By the time I assumed control of the house, I hadn’t been outside in months, and the mirrors were the first thing to go. I didn’t need constant reminders of how freakish my appearance was. My hairstyle was simple enough to maintain, and there was nothing else to see. I always wondered if Uncle Norman might have shared this mindset, but I never worked up the courage to ask about it. I rarely talked to anyone besides the Jon. My father was barely coherent by this point, and had long since stopped teaching. Our sole sources of income now lay in the revenue gained from the robots' musical tours, and the invention, production, and manufacture of new pieces of technology to sell to the hungry public. Many of my devices went over well in the scientific community, and I corresponded eagerly with my peers and contemporaries. Perhaps these men of knowledge, of science and illumination and intellect, could see past the mask and into the brain hidden beyond?

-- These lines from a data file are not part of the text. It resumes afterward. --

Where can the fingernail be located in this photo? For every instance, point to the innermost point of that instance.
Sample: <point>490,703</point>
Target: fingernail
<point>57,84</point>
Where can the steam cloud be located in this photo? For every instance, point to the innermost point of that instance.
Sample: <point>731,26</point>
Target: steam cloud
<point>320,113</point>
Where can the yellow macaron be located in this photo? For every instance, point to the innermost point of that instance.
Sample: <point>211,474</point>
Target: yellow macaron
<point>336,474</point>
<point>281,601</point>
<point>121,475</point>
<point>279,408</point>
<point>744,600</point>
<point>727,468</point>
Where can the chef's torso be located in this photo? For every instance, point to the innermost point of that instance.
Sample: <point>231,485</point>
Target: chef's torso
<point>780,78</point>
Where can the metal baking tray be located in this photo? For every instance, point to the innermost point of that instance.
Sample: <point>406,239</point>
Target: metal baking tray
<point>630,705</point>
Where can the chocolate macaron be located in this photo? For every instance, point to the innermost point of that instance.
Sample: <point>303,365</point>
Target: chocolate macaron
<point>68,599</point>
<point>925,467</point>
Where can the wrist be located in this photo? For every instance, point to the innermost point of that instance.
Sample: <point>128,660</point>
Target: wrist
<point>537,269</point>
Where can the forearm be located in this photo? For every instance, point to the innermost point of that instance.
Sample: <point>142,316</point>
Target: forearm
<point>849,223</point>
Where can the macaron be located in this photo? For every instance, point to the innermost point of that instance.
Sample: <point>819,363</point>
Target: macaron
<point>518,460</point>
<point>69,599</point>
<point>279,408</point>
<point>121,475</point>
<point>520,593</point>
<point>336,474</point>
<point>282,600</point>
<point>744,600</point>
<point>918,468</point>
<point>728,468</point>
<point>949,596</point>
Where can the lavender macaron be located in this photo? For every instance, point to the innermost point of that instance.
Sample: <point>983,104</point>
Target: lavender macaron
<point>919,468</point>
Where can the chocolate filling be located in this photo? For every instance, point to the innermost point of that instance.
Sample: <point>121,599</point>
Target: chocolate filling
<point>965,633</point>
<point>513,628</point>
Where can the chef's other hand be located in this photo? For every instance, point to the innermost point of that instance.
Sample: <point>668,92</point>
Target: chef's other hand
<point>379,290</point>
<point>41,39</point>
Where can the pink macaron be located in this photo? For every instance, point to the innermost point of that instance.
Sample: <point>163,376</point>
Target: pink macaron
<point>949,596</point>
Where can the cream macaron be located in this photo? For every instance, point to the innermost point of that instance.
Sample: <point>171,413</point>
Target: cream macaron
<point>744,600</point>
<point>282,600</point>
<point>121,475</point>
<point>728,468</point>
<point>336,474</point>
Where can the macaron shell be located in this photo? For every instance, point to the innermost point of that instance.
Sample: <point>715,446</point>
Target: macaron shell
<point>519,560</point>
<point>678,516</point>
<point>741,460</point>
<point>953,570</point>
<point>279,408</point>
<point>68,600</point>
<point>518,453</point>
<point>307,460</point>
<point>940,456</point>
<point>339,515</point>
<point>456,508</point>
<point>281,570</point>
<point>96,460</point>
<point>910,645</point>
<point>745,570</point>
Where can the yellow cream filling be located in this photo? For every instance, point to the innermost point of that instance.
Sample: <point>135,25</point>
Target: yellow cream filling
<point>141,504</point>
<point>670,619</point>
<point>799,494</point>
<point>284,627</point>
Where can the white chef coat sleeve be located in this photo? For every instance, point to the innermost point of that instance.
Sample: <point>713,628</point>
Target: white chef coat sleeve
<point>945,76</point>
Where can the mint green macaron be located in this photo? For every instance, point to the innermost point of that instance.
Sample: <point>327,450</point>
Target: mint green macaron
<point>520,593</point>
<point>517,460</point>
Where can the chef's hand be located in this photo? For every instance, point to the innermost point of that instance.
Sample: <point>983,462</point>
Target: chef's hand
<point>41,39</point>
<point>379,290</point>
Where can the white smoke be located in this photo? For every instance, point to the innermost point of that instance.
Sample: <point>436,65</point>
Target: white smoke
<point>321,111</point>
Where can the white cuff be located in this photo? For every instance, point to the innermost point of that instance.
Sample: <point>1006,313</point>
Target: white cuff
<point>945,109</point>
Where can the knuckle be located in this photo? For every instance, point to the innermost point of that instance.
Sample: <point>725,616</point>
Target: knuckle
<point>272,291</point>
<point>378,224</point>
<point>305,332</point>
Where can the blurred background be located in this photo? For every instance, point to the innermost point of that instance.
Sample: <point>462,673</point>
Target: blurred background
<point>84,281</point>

I leapt at my first invitation to a robotics conference as the new representative of Walter Robotics. Not even Becile had a sneer to spare for me that first time I walked amongst them, an unknown entity shrouded in mystery and hidden from view. Fortunately, the adult world proved far less cruel than that of public school, and the odd stares eventually melted away as I gave my prepared presentation on some of the more modern applications of Bluematter and the ionic engine. Glassy-eyed stares turned from my mask to my work, and it was all I could have ever hoped for.


	3. The Accident

Life continued normally for another couple of years. Mostly isolated, but with enough outside contact to keep us all sustained. I kept an eye on the portal, greeted curious visitors to see the Walterbots, and furthered my study of engineering and Bluematter. Things were good until The Jon’s wanderlust began to kick in again, fostered by his growing shortage of Crystal Pepsi. He’d been able to locate a stream in Kazooland whose waters emulated the carbonated beverage closely enough to keep him running indefinitely, and his built-in mastery of the void and the portal ensured that he would always be able to return home if he ever needed me for anything. Or vice versa.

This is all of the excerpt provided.